Adrian Mosquera Orgueira:

So basically from our perspective in Spain and as we have a broad relationship with Latino countries, for example, we are very sensitive about the unavailability of many of these countries to have genetic testing available for myeloid disorders. And we have came across a big percentage of… 80% of people in the world don’t have accessible MDS testing, at least in a timely fashion, for clinical decision making. So we thought it was a good idea, both in the myelofibrosis and the MDS settings in Spain who have great registry data from thousands of patients with long follow-up, to try to further exploit the information that was collected in those databases even though this information did not have MDS testing available, at least at the very beginning of the studies.
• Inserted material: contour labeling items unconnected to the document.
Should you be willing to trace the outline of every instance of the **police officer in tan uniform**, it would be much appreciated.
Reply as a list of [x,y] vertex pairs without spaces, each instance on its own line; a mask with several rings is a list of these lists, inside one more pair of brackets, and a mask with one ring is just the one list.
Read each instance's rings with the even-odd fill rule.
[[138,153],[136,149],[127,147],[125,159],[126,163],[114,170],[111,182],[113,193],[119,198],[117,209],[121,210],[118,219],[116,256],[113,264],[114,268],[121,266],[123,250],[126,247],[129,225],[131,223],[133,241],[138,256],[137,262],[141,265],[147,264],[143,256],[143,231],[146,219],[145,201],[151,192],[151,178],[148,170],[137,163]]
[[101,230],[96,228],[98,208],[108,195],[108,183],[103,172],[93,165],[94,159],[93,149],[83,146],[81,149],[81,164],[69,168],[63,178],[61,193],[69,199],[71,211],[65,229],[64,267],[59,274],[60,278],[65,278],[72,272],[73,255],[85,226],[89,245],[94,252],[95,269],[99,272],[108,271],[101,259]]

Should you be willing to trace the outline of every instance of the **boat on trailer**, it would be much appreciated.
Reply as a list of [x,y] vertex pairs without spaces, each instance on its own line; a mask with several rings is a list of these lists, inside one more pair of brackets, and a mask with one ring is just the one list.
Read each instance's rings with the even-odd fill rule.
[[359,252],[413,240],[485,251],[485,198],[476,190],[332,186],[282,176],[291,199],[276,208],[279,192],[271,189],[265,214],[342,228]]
And what we did in both cases was to exploit the full granularity of the data, exploit that granularity with machine learning to risk stratify both myelofibrosis and MDS, obviously separately, and we came across two models with stunning accuracy, which we then actually compared with other models based on genomic and clinical parameters like for example, the MIPSS70 score in myelofibrosis or the molecular IPSS score in MDS. And surprisingly we found that the accuracies of both models were very similar for overall survival prediction. And then we have built on top of this a new version of our risk stratification models that incorporate NGS testing. So what we’ve discovered, and this is very interesting, is that the demographic and clinical parameters in myelofibrosis and demographic clinical lab-based and cytogenetic parameters in MDS are very robust for overall survival prediction. And that mutations add a little bit more prognostication for leukemic transformation prediction.

So we now have models for risk stratification based on available traditional information that can be applicable anywhere in the world, virtually. And now you also have these new tools that you can refine your prognostic estimation for a patient with a genetic annotation. And finally, we’ve just released some data about our project within the EBMT to predict bad outcomes before an allogenic stem cell transplantation in myelofibrosis patients. So our conclusion is that our approach, taking these thousands of patients from the EBMT database and applying machine learning to predict responses based on clinical, disease-related and transplant-related variables, we could actually identify a higher proportion of high-risk patients who have rates of mortality, which are over 50% at two years and non relapse-related mortality at 35% two years. And these patients have similar outcomes of other high-risk definitions, for example, that of the CIBMTR, but the number of patients, it’s more than double. So we believe this can be the starting point to consider which patient to avoid doing an allogeneic stem cell transplantation and in which patient trying to use other medical approaches that are now available.

And just to end up, we are also immersed in a revolution by generative AI, so one of the things that we are now exploring a lot is the generation of decision support systems based on large language models, such as OpenAI or YAMA, for supporting clinical decision making. And we are now exploring this in different hematologic disorders. The results are really stunning, to be honest. The responses that these systems generate when the information provided by the experts is accurate, is really interesting, and it will probably lead to a change in the way we communicate and update medical information.

Hetty Carraway:

Sounds amazing, just the work that you’re doing, thinking about how to assess patients and then even how to expect or predict responses to therapies, and then how to manage the toxicities from those therapies. So pretty amazing work and really fantastic to be hearing these sorts of pieces of information for our MDS community. Thank you so much for the opportunity to be a part of the International Working Group here focused on the management of patients with MDS. Really amazing to be witnessing the use and approval of these two fantastic agents, imetelstat and luspatercept, and to be moving the field forward for our patients with MDS and how to best identify prognosis, response to therapy, toxicities, and patient-reported outcomes. So thank you very much and really appreciate you being here and a central part of today’s work.